A Ranting in Defense of Agents’ Assistants I just returned from a small industry party where I happened to bump into a long-time industry colleague. Now, I will admit I often don’t see eye to eye with him/her but he made a comment about agency assistants and it got my skin crawling:
“I’m looking for another assistant,” she said, “do you know anybody.”
“What are you looking for?” I asked.
“I know what I’m not looking for… the typical 22 year olds who think they are all so entitled.”
Without rolling my eyes I replied, “I’ll let you know if I hear of anyone,” while knowing full well that was unlikely.
Been There, Done That
What bothered me so much about the judgement of “typical 22-year olds”? It was a bunch of things but specifically the fact I’ve heard the same criticism for the last 20 years, and that includes when I was the “entitled assistant”. So what is the problem? It cannot be that assistants (and some future agents) have deteriorated every year for the last few decades. The problem has to be the perspective of the agents who rely on them.

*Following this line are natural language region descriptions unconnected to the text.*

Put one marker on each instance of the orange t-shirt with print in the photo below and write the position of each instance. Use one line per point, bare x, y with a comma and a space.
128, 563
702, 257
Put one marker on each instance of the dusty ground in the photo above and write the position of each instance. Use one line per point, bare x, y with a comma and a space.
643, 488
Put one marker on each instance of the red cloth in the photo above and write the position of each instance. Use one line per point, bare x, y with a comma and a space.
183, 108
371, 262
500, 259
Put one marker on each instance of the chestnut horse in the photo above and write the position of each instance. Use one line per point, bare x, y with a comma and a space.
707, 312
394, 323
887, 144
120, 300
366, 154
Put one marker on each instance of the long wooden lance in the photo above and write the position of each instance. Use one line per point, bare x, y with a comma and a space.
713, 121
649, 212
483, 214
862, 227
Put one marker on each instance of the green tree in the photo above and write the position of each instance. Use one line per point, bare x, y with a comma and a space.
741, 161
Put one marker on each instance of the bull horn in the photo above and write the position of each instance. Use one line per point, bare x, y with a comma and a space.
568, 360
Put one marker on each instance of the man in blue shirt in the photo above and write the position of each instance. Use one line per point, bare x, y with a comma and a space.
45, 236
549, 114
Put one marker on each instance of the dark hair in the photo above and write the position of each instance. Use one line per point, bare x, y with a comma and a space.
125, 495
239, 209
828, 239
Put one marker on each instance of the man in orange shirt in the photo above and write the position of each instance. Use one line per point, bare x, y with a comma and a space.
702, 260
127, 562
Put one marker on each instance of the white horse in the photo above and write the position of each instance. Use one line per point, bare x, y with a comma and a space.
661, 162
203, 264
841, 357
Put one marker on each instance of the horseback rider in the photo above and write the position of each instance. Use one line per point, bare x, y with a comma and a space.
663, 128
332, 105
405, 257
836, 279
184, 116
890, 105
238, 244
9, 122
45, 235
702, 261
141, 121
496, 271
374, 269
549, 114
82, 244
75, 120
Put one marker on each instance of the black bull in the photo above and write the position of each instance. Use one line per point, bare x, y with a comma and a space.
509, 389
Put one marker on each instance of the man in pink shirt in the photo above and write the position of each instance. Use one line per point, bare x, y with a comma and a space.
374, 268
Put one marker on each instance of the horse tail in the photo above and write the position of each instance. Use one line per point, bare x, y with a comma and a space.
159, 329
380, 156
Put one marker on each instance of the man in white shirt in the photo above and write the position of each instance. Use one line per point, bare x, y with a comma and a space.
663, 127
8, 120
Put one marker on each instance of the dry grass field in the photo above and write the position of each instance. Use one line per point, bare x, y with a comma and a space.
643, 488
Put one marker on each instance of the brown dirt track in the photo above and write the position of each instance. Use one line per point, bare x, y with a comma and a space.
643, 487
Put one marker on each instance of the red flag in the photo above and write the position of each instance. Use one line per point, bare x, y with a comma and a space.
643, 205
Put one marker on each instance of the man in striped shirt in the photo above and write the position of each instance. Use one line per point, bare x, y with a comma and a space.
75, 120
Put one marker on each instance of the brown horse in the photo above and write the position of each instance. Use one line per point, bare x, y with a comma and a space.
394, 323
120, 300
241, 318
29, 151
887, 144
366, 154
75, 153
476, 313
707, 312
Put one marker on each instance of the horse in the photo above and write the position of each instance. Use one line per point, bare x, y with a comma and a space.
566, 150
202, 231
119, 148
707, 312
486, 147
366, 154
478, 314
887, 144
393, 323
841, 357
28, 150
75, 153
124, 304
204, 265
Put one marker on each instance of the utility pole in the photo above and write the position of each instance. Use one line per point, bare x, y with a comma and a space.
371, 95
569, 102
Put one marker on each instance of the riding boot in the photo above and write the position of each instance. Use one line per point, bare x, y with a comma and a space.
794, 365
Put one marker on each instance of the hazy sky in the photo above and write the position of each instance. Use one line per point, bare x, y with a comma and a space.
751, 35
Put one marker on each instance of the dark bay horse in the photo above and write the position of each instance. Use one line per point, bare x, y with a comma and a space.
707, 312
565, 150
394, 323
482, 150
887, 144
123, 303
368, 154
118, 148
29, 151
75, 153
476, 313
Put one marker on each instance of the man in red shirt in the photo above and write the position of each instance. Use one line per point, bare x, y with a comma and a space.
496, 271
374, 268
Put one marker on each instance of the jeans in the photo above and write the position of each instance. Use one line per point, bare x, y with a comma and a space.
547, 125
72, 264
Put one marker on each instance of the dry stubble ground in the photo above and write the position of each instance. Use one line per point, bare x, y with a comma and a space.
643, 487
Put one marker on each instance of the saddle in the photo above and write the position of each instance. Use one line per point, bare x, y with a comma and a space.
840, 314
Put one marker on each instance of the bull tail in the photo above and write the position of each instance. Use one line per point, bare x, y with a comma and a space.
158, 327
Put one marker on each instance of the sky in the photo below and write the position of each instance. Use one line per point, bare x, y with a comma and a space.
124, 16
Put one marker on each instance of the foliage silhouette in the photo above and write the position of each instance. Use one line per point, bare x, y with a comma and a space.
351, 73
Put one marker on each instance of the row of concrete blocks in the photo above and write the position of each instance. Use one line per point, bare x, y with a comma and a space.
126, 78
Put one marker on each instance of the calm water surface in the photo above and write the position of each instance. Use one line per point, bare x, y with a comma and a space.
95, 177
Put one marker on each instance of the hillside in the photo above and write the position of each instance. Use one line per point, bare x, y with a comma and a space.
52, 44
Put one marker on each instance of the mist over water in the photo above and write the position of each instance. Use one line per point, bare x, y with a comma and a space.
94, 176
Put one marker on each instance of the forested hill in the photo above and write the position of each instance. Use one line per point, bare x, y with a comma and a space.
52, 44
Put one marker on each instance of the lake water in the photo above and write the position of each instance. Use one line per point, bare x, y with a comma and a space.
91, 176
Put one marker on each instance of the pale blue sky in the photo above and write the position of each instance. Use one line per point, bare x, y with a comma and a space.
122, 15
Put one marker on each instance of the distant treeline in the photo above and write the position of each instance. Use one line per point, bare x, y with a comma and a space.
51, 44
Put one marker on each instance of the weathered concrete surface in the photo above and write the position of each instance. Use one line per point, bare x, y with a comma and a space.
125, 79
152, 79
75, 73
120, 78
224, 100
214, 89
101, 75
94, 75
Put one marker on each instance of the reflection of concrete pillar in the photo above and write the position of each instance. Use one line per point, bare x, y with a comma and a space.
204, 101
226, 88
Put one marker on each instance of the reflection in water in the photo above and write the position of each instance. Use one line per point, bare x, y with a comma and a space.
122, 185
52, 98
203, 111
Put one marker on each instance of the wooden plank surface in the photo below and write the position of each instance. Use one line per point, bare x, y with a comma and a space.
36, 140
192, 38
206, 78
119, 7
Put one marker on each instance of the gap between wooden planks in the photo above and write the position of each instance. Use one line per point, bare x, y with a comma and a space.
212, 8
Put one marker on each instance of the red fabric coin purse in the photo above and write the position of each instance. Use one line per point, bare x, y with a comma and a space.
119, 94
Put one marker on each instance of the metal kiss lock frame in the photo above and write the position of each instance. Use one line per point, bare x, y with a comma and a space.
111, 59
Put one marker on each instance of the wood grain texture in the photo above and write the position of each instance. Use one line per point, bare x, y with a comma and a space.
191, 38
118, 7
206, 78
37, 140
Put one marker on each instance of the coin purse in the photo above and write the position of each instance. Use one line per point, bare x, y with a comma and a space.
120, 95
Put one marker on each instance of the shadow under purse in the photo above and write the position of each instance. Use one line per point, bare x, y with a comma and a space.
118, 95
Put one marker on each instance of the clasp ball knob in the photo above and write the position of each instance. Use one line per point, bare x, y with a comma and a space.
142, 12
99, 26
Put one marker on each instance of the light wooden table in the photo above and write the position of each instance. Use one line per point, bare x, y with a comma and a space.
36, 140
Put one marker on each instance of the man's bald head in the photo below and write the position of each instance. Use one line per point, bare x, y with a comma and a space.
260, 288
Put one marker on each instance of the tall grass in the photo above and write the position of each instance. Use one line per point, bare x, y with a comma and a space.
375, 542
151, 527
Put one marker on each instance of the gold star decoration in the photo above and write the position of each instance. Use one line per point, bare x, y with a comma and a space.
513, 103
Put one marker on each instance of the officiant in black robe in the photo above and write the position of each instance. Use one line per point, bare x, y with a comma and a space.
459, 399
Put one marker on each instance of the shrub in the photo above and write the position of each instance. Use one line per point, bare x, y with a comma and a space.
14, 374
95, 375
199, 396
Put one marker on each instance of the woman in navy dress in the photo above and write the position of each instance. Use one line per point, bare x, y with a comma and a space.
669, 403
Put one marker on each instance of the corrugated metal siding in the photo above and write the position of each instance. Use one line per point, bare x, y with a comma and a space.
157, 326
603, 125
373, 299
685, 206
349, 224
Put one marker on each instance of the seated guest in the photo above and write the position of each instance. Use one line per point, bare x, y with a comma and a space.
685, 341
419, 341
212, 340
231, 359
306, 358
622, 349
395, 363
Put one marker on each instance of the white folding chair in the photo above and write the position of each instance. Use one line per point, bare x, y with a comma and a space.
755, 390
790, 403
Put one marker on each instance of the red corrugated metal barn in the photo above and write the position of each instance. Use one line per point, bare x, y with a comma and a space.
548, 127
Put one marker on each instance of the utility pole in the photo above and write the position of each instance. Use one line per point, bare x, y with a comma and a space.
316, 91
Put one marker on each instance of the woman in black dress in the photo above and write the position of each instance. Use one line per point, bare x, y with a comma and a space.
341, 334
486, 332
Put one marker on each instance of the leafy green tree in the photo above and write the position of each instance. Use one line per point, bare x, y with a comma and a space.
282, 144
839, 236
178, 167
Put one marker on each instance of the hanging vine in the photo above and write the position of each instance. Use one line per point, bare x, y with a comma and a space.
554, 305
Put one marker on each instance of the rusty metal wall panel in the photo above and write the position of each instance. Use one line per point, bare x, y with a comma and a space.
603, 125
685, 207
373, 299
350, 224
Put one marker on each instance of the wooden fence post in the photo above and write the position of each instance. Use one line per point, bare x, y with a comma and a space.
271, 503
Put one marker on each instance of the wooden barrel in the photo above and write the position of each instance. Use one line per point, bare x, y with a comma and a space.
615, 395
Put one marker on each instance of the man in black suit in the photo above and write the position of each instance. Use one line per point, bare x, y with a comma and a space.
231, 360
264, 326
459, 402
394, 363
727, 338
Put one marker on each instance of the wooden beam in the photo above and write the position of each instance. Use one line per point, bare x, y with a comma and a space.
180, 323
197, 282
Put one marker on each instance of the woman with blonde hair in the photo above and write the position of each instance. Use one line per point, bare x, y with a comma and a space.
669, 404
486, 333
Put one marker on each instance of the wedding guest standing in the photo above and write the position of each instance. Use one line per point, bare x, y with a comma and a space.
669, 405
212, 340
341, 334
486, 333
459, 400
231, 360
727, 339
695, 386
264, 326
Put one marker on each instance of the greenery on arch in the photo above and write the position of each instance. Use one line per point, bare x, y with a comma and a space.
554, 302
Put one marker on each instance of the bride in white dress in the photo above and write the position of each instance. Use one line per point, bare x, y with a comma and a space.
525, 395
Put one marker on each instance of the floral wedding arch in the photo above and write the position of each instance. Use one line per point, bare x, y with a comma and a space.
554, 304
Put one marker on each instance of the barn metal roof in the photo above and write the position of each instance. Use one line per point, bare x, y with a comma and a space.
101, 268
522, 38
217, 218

Before I continue, I realize too that generation bashing isn’t limited to talent representation. I’ve heard similar things from people in different industries, but I think the critique takes a unique nuance in talent representation because I think 1) there is greater vitriol and 2) due to the fact there is a rather large age gap between top agents and their associates. So, what then is the actual problem?
The first place to look is within the structure of many of the talent agencies. When I started in the voiceover business, I was still studying at Columbia to get my MFA and had worked in television for 3 years prior to grad school, where my salary peaked at roughly $45K. By the time I started as an assistant the country was in a recession and I very willingly took $18K a year for roughly 50 hours a week with no expenses paid, and no overtime despite labor laws to the contrary.
Exploitation as status quo
To say I was “exploited” is an understatement and the longer I stayed, the more I realized that “abuse” was simply the nature of the job. I soon had to begin analyzing “Is there a future in the industry?”, or should I quit and just find some other work. The majority of my peers decided on the latter. I was very fortunate in that I quickly became an agent, changed agencies and worked with much better people, but that didn’t mean there wasn’t a revolving door of assistants at the new agency. My new employers may have been “nicer” but the structure of exploitive behavior was endemic to the industry and dozens of people in a four- year period came and went to be replaced by a new batch of fresh faces.
If everyone knows that assistants are “exploited” why wouldn't agents treat them with more sympathy, rather than disdain?
I draw a parallel to doctors and interns
Despite medical evidence to the contrary, doctors continue to force medical interns to work crazy hospital hours with little or no sleep because that’s what they did when they first started. Agents, in turn, force assistants to jump through hoops as a way of proving their mettle but does it prove anything? No. It only shows they can take a bunch of s***. The difference between a doctor and an assistant though is that doctor’s have already invested hundreds of thousands of dollars into their career and have to endure while an assistant can simply walk away and likely move on to a better life. In that case, the agent inevitably pays for retraining a new assistant with time, energy and opportunity costs yet they don’t really look at it that way. Instead, they see someone who wasn’t tough enough to survive and have already moved on to the next recruit.
A forever expanding age difference may also come into play. The age difference between agents and assistants varies among different specialties, but in the world of commercials and voiceovers, the gap is especially alarming. Currently, in New York over half of the predominant agents are over 50 and only a couple may be under 30. I contrast that to my second agency, where I was the second youngest at 29 and from there the agent ages varied through the 30’s and 40’s up to the senior partners who were in their early 50’s. If 50 year old agents are consistently hiring 22 and 23 year old assistants, of course, there is a generation gap but, in reality, I think the problem is fundamental jealousy.
Why? Do these new hires have to suffer the same outrageous business and personal behavior that they and their peers did? Not in the least. Labor laws have changed for the better in the last few decades and issues such as verbal abuse, sexual harassment, gender bias, homophobia, etc. have declined dramatically, yet there is still some romance to the belief that the old “trial by ordeal” made the older agents what they are today.
To sum up
If entitlement is to be treated with dignity and respect, I am all for every potential young worker to come in with an entitled attitude.
Agencies and management groups are still fundamentally a meritocracy, so if young people cannot prove they add value, they will still be culled. This may sound harsh, but if the rules are relatively the same for everyone and everyone is treated fairly, then let those young workers who long to be in the entertainment industry prove their value.
And do so without wasting the time and energy on hazing or humiliating them.